In the nation’s capital on Wednesday, a violent mob loyal to President Donald Trump stormed the U.S. Capitol causing lawmakers to go into hiding, in an attempt to keep members of Congress from certifying Democrat Joe Biden as president-elect.

Saccone, 62, is from Elizabeth and represented the 39th District in the Pennsylvania House of Representatives from 2011 to 2019. He ran unsuccessfully as a Republican against Sen. Connor Lamb in a 2018 special election in Pennsylvania’s 18th Congressional District.

Saccone taught politics at SVC for over 20 years, including courses on international relations and global terrorism, according to his LinkedIn page. He received a Doctor of Philosophy (Ph.D.) in International Relations and Affairs from the University of Pittsburgh.
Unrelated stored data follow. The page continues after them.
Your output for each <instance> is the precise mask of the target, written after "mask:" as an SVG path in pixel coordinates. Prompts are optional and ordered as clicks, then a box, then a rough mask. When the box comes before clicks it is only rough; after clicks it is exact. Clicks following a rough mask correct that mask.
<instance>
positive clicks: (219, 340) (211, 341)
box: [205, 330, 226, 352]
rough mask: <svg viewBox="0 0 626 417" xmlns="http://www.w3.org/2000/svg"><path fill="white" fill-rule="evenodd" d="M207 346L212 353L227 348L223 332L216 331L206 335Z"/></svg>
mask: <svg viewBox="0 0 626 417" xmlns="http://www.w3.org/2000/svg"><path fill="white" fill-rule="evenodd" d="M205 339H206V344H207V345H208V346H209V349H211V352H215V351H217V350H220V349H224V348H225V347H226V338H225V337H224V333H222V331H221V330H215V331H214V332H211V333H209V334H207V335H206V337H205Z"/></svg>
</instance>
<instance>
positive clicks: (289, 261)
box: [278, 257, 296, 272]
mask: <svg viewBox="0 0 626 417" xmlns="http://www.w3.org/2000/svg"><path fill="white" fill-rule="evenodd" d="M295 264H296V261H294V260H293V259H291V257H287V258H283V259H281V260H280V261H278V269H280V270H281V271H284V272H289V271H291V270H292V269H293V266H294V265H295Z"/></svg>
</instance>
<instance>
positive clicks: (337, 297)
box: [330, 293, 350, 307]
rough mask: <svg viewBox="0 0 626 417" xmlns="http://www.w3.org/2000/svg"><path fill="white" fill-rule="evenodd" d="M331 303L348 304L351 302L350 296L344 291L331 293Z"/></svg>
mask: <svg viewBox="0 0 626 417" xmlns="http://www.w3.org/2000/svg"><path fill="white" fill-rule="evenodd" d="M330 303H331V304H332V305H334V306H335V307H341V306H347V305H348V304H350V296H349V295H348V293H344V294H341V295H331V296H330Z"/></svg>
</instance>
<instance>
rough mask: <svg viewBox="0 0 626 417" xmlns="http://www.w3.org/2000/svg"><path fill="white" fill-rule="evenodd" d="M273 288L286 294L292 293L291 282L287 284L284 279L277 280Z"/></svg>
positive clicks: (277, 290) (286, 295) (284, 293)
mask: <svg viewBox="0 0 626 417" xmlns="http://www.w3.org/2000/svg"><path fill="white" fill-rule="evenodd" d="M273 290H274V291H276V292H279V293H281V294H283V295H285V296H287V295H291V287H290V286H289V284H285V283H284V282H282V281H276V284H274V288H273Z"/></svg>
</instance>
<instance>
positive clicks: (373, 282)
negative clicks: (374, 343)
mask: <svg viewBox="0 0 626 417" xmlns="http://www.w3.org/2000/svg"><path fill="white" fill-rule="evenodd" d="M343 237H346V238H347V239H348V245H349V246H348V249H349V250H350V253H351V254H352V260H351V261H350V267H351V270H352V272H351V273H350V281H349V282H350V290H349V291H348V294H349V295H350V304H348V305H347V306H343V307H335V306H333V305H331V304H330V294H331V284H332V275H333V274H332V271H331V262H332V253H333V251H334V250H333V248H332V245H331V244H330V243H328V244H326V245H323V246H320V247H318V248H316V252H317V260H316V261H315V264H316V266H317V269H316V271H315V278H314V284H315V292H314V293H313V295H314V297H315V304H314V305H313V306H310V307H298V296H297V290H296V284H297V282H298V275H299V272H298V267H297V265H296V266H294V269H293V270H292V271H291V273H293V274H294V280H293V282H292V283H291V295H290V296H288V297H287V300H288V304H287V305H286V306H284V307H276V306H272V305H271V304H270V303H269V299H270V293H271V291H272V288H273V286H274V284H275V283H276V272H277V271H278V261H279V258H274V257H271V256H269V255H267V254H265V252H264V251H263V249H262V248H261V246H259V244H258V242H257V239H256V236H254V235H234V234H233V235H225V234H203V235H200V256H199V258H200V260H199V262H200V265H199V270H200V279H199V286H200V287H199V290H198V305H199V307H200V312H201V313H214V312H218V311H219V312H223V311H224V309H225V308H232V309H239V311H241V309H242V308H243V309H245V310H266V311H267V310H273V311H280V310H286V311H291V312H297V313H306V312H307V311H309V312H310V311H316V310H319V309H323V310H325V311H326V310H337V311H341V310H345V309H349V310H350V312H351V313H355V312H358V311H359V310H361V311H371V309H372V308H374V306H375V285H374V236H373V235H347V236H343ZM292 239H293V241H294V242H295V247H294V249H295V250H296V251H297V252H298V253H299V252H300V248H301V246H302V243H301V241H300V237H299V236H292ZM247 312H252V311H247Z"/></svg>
His participation in Wednesday’s demonstration drew criticism from SVC alumni and current students, prompting a petition advocating for the “Termination of Rick Saccone from Saint Vincent College,” which received more than 1,100 signatures as of early Friday morning.

Following questions on social media of Saccone’s status as an SVC faculty member, the college on Wednesday tweeted, “We have been made aware of a video posted today from Washington, D.C., by an individual who has, on occasion, served as an adjunct faculty member at Saint Vincent College. In matters of opinion, faculty have the right to express their beliefs as long as they do so responsibly and do not purport to be speaking on behalf of the College.”
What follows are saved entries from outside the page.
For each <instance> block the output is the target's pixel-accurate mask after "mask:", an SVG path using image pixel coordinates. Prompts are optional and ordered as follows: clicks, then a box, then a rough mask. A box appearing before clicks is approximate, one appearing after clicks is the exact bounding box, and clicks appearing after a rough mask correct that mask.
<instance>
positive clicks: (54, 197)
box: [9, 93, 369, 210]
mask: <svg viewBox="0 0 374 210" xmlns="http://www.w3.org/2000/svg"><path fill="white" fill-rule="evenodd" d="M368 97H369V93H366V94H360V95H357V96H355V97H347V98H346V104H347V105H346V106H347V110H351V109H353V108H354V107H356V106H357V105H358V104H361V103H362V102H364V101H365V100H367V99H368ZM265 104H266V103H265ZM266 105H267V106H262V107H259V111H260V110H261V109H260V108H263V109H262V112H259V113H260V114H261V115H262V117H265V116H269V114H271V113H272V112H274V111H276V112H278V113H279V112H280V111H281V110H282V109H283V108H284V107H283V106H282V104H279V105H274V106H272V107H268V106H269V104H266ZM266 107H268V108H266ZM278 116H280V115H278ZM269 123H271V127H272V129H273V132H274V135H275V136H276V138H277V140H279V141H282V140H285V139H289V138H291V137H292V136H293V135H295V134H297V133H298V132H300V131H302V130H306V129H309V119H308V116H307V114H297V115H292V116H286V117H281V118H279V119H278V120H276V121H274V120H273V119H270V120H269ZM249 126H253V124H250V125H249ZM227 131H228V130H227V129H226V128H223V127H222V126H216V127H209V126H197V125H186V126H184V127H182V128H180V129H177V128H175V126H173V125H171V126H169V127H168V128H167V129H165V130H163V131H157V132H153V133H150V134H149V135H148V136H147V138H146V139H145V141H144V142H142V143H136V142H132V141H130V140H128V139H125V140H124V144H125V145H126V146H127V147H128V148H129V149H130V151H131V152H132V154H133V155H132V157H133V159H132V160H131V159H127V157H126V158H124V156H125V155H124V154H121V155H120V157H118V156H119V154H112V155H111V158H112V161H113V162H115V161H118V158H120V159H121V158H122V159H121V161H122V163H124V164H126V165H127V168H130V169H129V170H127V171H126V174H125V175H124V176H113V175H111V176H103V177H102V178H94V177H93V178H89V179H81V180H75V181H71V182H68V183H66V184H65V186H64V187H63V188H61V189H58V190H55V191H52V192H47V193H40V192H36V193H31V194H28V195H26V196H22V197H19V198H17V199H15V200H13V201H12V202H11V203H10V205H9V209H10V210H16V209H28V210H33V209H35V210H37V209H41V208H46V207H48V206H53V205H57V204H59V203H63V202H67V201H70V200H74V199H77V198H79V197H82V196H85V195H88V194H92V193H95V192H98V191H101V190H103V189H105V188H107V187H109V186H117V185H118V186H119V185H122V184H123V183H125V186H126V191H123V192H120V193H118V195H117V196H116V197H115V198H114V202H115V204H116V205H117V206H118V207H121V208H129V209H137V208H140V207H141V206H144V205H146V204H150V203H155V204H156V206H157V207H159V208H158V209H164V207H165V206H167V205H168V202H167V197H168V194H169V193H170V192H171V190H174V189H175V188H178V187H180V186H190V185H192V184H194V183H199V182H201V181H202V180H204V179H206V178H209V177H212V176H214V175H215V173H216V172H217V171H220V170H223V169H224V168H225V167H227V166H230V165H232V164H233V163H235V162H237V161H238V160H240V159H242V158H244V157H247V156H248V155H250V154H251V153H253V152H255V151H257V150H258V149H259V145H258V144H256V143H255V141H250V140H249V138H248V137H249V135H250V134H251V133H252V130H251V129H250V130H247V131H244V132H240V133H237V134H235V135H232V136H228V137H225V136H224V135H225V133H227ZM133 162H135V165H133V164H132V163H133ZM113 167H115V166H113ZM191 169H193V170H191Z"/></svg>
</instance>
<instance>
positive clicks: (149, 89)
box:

The college, however, said it does not “condone or tolerate acts that are considered violent or illegal.”

“Any allegation that an employee has engaged in illegal or violent activity will result in a thorough investigation and appropriate actions will be taken thereafter,” the tweet read.

The college’s investigation led to Saccone’s resignation Thursday.

Saccone could not be reached for comment, but he wrote in a Facebook post on Wednesday that he did nothing wrong.

“I see some people are twisting the peaceful protest into something else. Everyone from our group was involved in peaceful, First Amendment assembly,” he wrote. “It was part of the metaphor to storm the castle so to speak.

“People that I heard breached some barricades to reach the steps to wave flags. Some carried a huge American flag up the steps which drew a loud roar of approval from the crowd,” he added. “No one I (know) of intended or condones any violence unlike those on the left. Did not see any violence but did see some smoke what some said was tear gas being sprayed at people. I cannot imagine anyone being shot for a trespass. The punishment for trespass is not death.”

Saccone offered a statement to The Review, SVC’s student-run newspaper, after his departure, writing that he has fond memories of the college.

“I spent 21 wonderful years at SVC. I taught hundreds of great students, created the Hall for our Founding and International Affairs,” he wrote. “Led students on dozens of field trips around the world. My wife has cooked for many students. I have brought many high level speakers including ambassadors and government officials to speak at the college.

“I have enjoyed working with the super faculty and staff and will miss everyone very much. Yong (Saccone, his wife) and I wish God’s blessings on you all in the future. I leave with decades of great memories and Christlike fondness.”